Quantum Computing as a new field in DIGEST
The field of industrial asset prognosis, also known as predictive maintenance, aims to anticipate machine failures before they occur. Quantum computing is being researched as a way to enhance these efforts by tackling problems that are too computationally intensive for classical computers.
Here are the primary applications for machines involved in industrial operations:
- Quantum Machine Learning (QML) for Failure Prediction: Industrial machines generate massive amounts of sensor data (vibration, temperature, pressure). QML algorithms can potentially find complex correlations and patterns within this data that are invisible to classical machine learning models. By training these models on historical data, they could more accurately predict the Remaining Useful Life (RUL) of a machine component and identify the early signs of a fault.
- Quantum Optimization for Maintenance Scheduling: Deciding when to service multiple machines to minimize downtime and costs is a complex optimization problem. Quantum algorithms like the Quantum Approximate Optimization Algorithm (QAOA) could be used to analyze all possible maintenance schedules and quickly find the most efficient one. This would lead to more precise, cost-effective maintenance plans.
- Advanced Simulations for Component Degradation: Predicting the wear and tear of a machine part over time is challenging. Quantum computers could be used to run highly accurate simulations of a component’s physical and chemical degradation processes. These quantum simulations would provide a more precise model of how a part will fail, allowing for better predictive maintenance models.

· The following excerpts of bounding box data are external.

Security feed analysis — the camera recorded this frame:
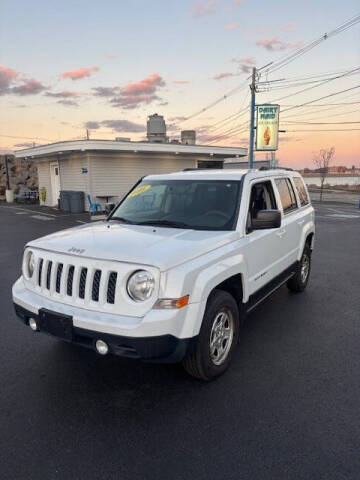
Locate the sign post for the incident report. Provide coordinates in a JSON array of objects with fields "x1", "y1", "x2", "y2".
[
  {"x1": 256, "y1": 104, "x2": 280, "y2": 152},
  {"x1": 249, "y1": 67, "x2": 256, "y2": 168}
]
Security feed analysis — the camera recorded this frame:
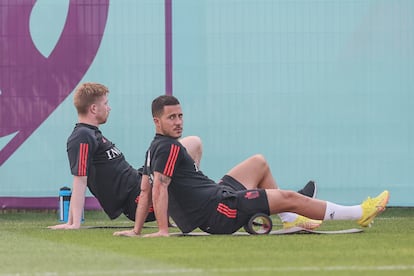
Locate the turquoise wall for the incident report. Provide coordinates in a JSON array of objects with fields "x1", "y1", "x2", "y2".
[{"x1": 0, "y1": 0, "x2": 414, "y2": 206}]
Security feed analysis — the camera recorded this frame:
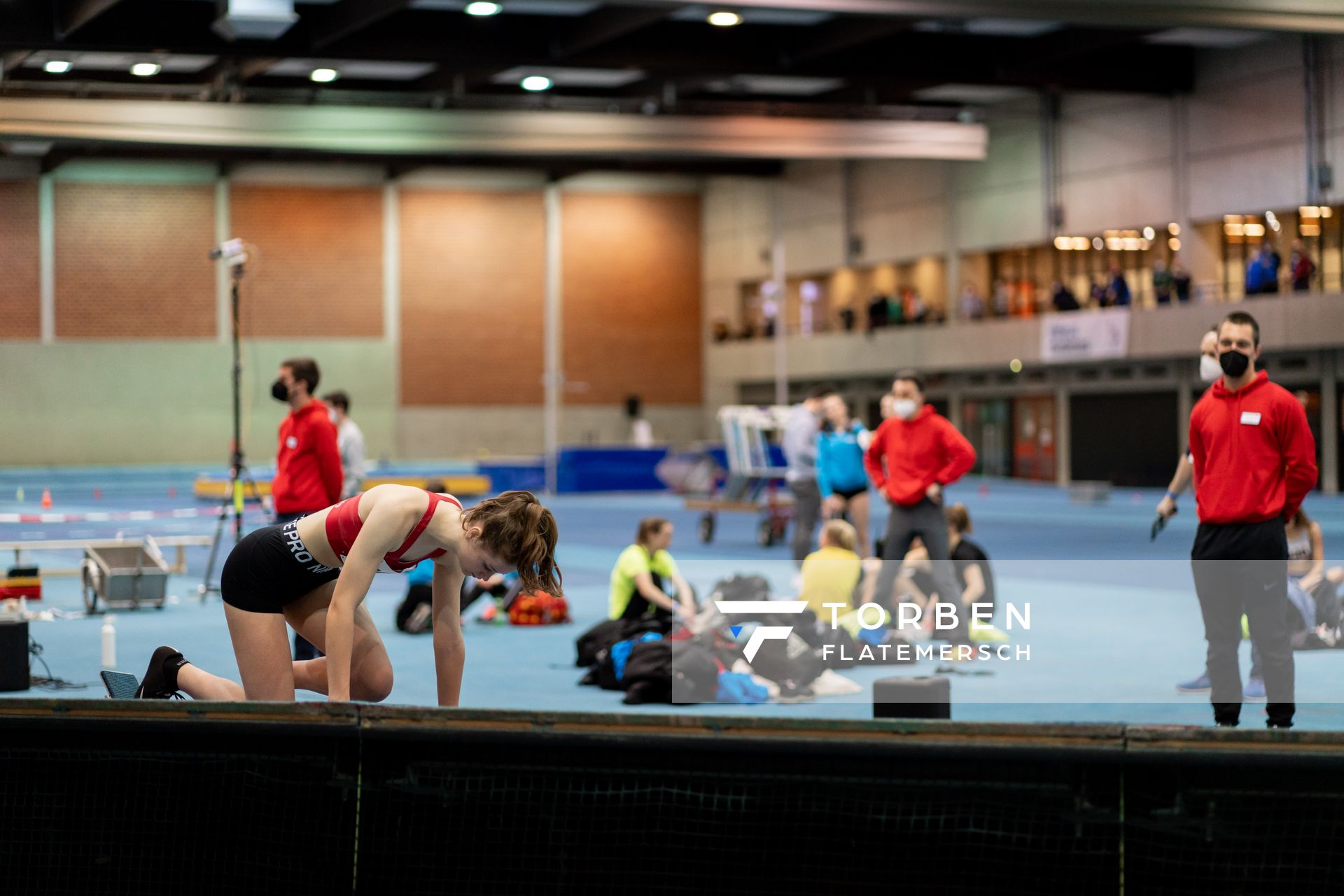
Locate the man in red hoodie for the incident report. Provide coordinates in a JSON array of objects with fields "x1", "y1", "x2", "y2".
[
  {"x1": 270, "y1": 357, "x2": 344, "y2": 659},
  {"x1": 1189, "y1": 312, "x2": 1316, "y2": 728},
  {"x1": 863, "y1": 371, "x2": 976, "y2": 639}
]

The DIGEST project focuses on digital twins for industrial assets, and its WorkPlan states that it is exploring the use of quantum computing for industrial applications, specifically as part of the A1.WP2. Thanks to the contributions from the excel researcher Prof Dr Eng. Javier Villalba Díez the project is digging on this particular area of knowledge.

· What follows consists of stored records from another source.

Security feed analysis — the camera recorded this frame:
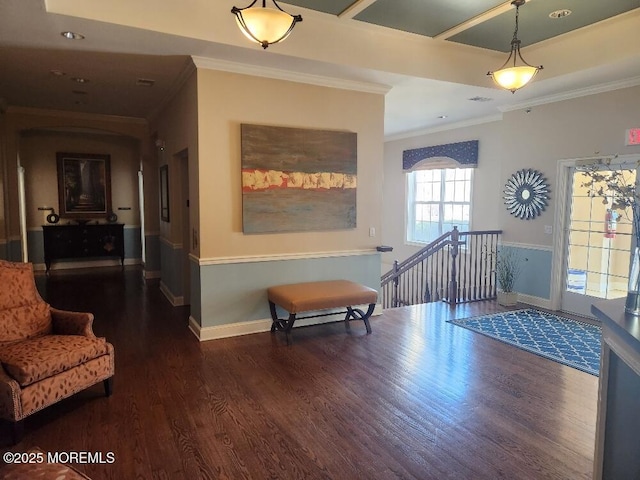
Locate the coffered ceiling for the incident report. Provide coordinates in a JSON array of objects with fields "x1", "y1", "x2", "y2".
[{"x1": 0, "y1": 0, "x2": 640, "y2": 138}]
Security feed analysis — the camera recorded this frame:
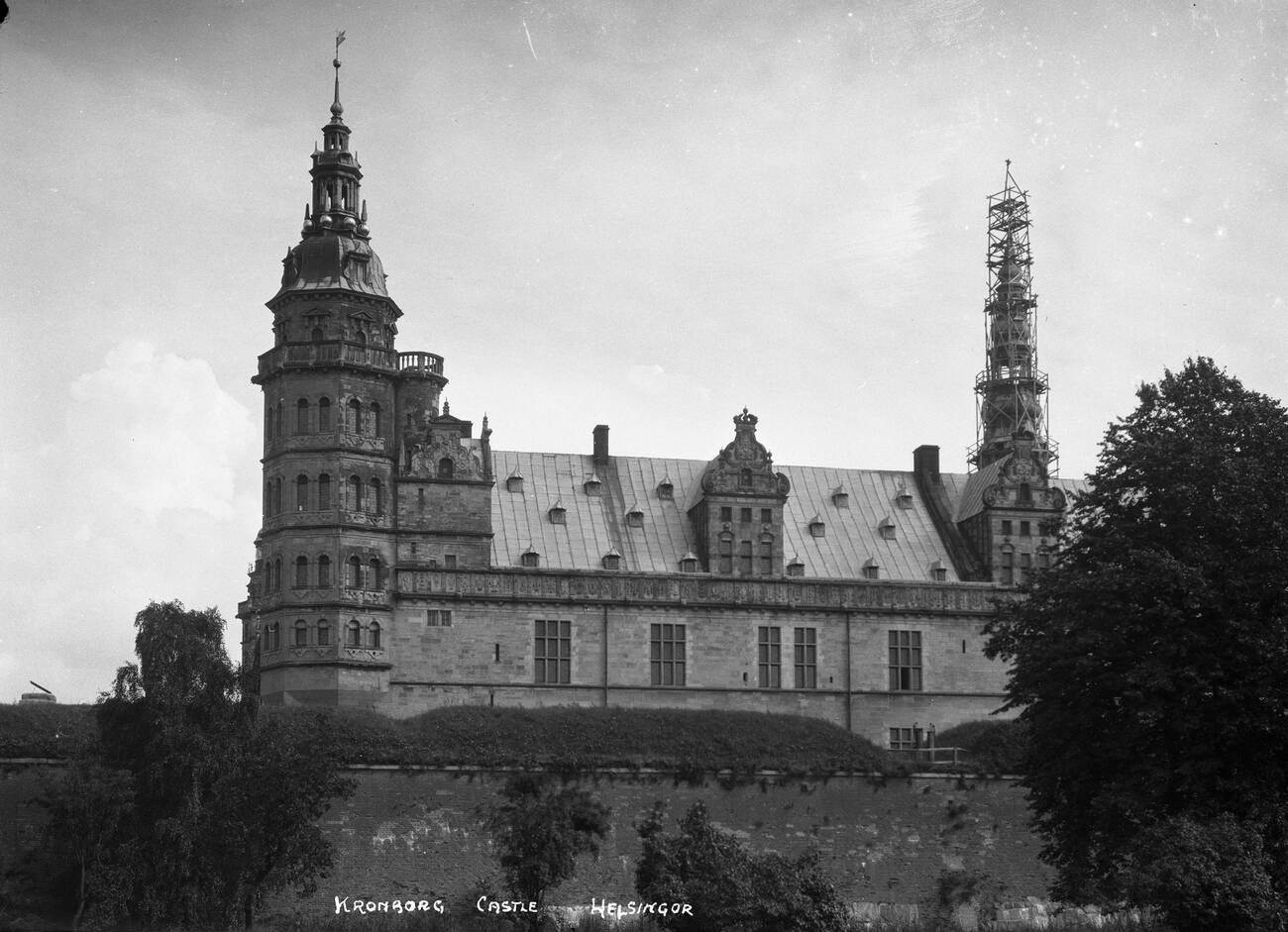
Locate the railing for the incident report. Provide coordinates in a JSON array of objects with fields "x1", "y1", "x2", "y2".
[
  {"x1": 259, "y1": 341, "x2": 399, "y2": 377},
  {"x1": 890, "y1": 748, "x2": 966, "y2": 765},
  {"x1": 398, "y1": 352, "x2": 443, "y2": 376}
]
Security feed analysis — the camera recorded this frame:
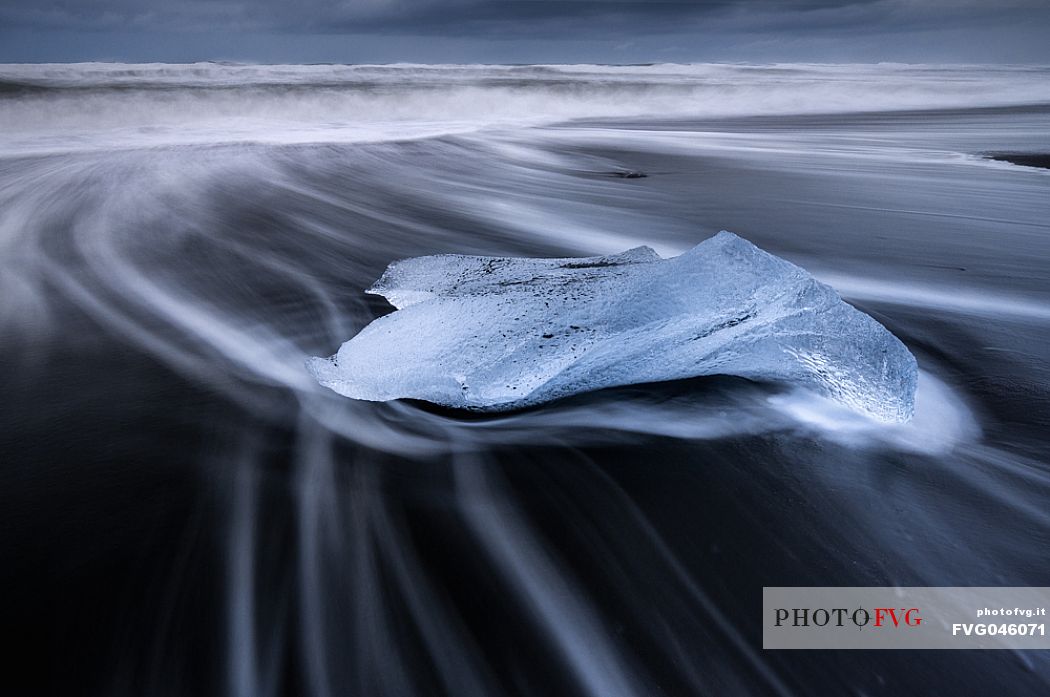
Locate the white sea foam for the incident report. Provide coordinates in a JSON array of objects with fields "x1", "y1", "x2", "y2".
[{"x1": 0, "y1": 63, "x2": 1050, "y2": 154}]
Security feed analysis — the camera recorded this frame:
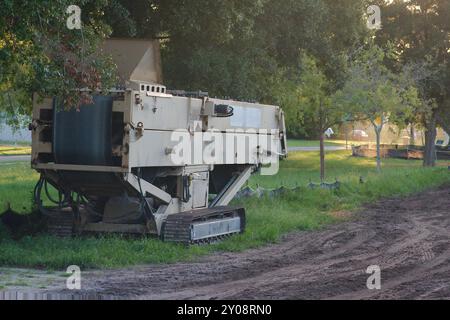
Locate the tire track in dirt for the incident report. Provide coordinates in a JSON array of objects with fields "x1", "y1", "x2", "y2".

The paper presents a novel hardware and software architecture that combines capacitive sensors with «quantum-inspired» computational filters to detect essential tremor. The core innovation is using a hybrid quantum-classical deep learning framework for data analysis, which allows for a more nuanced analysis of patterns. This approach is directly applicable to predictive maintenance for industrial assets. The graphene-printed sensor is analogous to any sensor used on a machine (e.g., vibration, temperature, acoustic sensors). The hybrid deep learning model could be trained to find subtle patterns in a machine’s sensor data that signal a developing fault, effectively predicting when maintenance will be needed.
The paper Quantum-enhanced signal processing via VQE for improved biomechanical feedback control explores the use of the Variational Quantum Eigensolver (VQE) algorithm for improved biomechanical feedback control. VQE is a quantum algorithm often used for optimization and simulation problems. This research is relevant to the optimization of industrial processes. The same VQE-based approach used for biomechanical control could be applied to optimize a feedback loop for an industrial robot or a manufacturing process . This would allow for more efficient, precise, and responsive control of the machinery based on real-time data, which is a key component of asset prognosis and smart manufacturing.
Coming news will promote further integration between tools to increase the power of this approach.